Notre homme ne se laisse pas saisir facilement si l’on se fie à ce qu’il aimait dire, que je est plusieurs autres : « L’Homme qu’on est tenté de dire civilisé dans la mesure où il apparaît plus complexe, se définit peut-être comme celui qui est capable du plus grand nombre possible de dédoublements et de réflexions. » Ou bien encore : « il y a en effet alors une demi-douzaine de Claude qui habitent la même écorce »… En effet, les étiquettes vont mal à celui qui se nommait lui-même polygraphe, terme qu’il s’était attribué pour désigner son insatiable curiosité :  « Toutes les notices sur mon travail dans les dictionnaires, les who’s who et les répertoires commencent par l’énumération inquiétante : « Poète, romancier, critique, essayiste, historien de l’art »… Si on est renfrogné, cela se traduit par polygraphe ». 

« Le jeune homme Roy est un homme en colère contre son temps et les injustes conditions faites à ses semblables. »
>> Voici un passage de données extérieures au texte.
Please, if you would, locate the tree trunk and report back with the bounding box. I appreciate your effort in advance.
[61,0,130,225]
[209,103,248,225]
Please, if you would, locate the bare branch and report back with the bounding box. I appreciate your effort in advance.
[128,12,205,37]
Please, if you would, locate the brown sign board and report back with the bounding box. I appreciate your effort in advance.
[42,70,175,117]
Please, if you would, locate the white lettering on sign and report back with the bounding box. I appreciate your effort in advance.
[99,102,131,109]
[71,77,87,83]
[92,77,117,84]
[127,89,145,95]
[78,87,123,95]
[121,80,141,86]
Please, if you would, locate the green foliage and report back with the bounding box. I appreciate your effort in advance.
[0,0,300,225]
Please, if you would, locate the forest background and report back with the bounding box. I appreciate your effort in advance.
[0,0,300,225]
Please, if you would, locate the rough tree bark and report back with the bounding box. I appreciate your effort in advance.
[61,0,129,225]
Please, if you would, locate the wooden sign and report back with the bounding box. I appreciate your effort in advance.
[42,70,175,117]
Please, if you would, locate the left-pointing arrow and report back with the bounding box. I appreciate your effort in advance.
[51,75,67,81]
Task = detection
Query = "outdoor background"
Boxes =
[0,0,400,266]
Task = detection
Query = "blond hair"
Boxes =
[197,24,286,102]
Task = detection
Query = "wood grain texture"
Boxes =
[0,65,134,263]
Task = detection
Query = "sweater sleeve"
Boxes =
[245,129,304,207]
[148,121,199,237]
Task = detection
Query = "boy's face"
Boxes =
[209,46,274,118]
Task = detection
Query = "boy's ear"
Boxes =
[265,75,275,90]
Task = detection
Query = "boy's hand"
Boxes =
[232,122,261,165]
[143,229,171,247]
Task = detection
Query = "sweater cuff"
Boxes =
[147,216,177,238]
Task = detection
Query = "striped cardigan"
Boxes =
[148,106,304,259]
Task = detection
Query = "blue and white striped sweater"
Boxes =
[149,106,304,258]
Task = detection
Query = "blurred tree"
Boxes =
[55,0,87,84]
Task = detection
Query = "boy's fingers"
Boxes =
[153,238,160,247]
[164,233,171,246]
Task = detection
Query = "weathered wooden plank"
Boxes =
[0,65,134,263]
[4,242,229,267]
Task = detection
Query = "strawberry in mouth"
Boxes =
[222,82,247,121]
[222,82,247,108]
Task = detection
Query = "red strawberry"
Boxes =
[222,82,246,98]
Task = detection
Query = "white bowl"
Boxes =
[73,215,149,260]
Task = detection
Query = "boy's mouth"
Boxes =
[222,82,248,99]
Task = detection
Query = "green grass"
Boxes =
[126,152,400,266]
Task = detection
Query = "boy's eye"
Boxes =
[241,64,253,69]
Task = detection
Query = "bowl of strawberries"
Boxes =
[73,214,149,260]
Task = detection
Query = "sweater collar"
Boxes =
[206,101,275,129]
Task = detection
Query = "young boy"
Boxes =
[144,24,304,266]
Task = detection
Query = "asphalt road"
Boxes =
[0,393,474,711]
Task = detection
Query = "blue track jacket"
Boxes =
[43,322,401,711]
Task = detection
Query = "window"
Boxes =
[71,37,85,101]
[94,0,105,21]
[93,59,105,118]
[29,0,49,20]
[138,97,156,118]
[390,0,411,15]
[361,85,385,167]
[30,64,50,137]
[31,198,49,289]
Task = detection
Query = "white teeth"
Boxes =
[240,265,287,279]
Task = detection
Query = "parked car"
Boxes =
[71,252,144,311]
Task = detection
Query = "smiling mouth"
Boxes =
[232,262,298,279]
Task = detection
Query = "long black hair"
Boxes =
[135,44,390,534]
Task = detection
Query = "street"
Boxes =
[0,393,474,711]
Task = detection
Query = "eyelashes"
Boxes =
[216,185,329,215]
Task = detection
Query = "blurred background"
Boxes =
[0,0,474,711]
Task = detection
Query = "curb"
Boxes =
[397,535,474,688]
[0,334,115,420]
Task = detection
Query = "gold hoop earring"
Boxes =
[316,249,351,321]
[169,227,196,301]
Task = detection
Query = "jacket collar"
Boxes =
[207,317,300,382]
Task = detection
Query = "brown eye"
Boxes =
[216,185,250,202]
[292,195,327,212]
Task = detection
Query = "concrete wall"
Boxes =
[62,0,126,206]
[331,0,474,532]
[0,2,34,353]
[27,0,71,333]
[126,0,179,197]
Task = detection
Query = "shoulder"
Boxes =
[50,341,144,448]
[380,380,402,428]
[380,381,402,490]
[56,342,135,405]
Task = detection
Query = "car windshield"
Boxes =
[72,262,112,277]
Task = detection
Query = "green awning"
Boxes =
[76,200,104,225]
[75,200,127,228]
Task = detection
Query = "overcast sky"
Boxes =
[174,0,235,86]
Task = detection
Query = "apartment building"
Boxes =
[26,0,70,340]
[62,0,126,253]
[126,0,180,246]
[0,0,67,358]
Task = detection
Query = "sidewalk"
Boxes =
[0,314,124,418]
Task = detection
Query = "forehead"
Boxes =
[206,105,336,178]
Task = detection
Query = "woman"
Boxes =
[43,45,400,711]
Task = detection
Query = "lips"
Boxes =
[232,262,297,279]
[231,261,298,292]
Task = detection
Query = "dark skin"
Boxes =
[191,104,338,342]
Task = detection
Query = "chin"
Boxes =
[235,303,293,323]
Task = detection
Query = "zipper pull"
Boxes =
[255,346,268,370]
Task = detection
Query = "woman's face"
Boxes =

Il est né en 1915 à Paris, conçu lors d’une permission de son père mobilisé à la Guerre, et nous offre le récit savoureux, presque épique, de sa naissance dans le premier chapitre de ses mémoires Moi je (1969). Son père est peintre et sa mère demoiselle des postes. Son enfance est Charentaise entre Marencheville et Jarnac. La Charente c’est aussi le lieu de l’enfance, des amitiés et pas n’importe lesquelles. En effet, un autre charentais croise sa route et partage avec lui ce « vice impuni de la lecture ». Cet ami c’est François Mitterrand son contemporain puisque né en 1916. Claude Roy l’évoque dans ses carnets : « nous lisions les poètes surtout moi peut-être. Mais Mitterrand a toujours eu une part secrète, ou retirée.  Nous lisions moins l’histoire, les essais et les livres d’idées ». Compagnon littéraire plus que politique. Tous les deux montent à Paris en 1935. Années trente sous le signe de Maurras et Thierry Maulnier.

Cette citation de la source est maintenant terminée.